Una cosa che mi ha meravigliato in questi anni da quando ho cominciato a prendere a cuore il problema dei preti che hanno abbandonato il ministero per cercare di dare un contributo alla soluzione è proprio questa: non ho trovato indicazioni per una spiritualità dei preti sposati.
Eppure sia gli ex preti che i Pastori avrebbero dovuto pensarci. So che si sono realizzati incontri e dibattiti a livello teologico, ma non mi risulta che alcuno si sia preoccupato di creare delle linee di spiritualità che invece sono importantissime.
Esse devono guardare la nuova condizione del presbitero e, pur ricalcando le linee tradizionali, devono adattarsi alla situazione.

a) Un cammino penitenziale
Mi sembra anzitutto che sia importante vivere quotidianamente un cammino penitenziale.Il sacramento della Penitenza deve essere riscoperto e vissuto da noi che per tante volte l’abbiamo amministrato.
Dobbiamo pregare il Signore di donarci la grazia del perdono.
Assieme dobbiamo chiedere perdono, tutta la Chiesa deve chiedere perdono al Padre delle proprie infedeltà.
Si danno in questo caso due aspetti di infedeltà: quella dei preti che "hanno posto mano all’aratro e poi si sono volti all’indietro" dimenticando che "non voi avete scelto me, ma io ho scelto voi" e quella dei Pastori che sanno che "Dio non fa differenza di persone" e che "fa piovere e splendere il suo sole sui giusti e sugli ingiusti".
La grazia del perdono va chiesta ogni giorno. Solo ripetendo continuamente "Donaci,Signore,la gioia del perdono" ci si immerge nella grandezza di Dio che non misura l’uomo con il metro dell’uomo e si coglie lo spirito profondo della propria vita nel suo significato più pieno:siamo tutti al servizio del Regno di verità e di vita,di santità e di grazia,di giustizia,di amore e di pace.
Anche i preti sposati sono santi, assieme alla propria moglie ed ai propri figli.
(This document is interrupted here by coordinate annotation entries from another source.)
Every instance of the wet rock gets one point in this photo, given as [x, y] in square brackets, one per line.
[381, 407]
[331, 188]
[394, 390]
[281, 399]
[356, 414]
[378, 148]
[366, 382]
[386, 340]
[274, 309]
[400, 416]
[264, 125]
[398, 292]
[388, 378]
La loro famiglia, questo nucleo dopo anni di travaglio interiore e contro ogni disciplina, porta dentro di sè i germi della santità. Dobbiamo insieme cercare la santità e tendervi con tutte le nostre forze perchè dobbiamo essere convinti che siamo un seme profetico.Non guardiamo ai frutti immediati che il nostro essere nella Chiesa può ottenere: carpent tua poma nepotes, diceva Virgilio. Badiamo a vivere ogni giorno nella pienezza della Parola e dei sacramenti la nostra vita di testimonianza cristiana. Per citare Michea dobbiamo sentirci una minoranza, un resto:" Il resto di Giacobbe sarà in mezzo a molti popoli come rugiada madata dal Signore e come pioggia che cade sull’erba che non attende nulla dall’uomo e che nulla spera dai figli dell’uomo" (Mich.5,6).
Anche il prete che lascia perchè in crisi con la chiesa istituzione é santo se cammina in coerenza con il fuoco che lo divora, se sa offrire i momenti quotidiani di sofferenza per quella Chiesa nella quale ha vissuto e che ha amato.
Ciò significa che non dobbiamo nasconderci, vergognarci, rifiutare di parlare con qualcuno della nostra esperienza.
La nostra vita non è più ritmata, come un tempo, dalla scansione metodica della preghiera: il lavoro ci costringe ad una materialità alla quale non eravamo abituati. Vorremmo staccare anche solo mezz’ora, chiuderci in noi stessi e pregare per ritrovare la forza di continuare:non si può. E’ però possibile fare di quel lavoro una testimonianza per gli altri. Essere sereni sempre, in ogni momento, anche quando la routine ci avvolge con tutto il suo grigiore o quando l’ambiente è totalmente estraneo a quello in cui eravamo fino a poco tempo prima;essere sereni anche in mezzo alle difficoltà più disperate perchè sappiamo "che tutto possiamo in colui che ci dà forza" è una testimonianza bellissima che vale molto più di una predica. Dio ci è vicino anche quando non sappiamo dove posare il capo, anche quando la tentazione di fare un tuffo nel passato o rimpiangerlo è molto forte.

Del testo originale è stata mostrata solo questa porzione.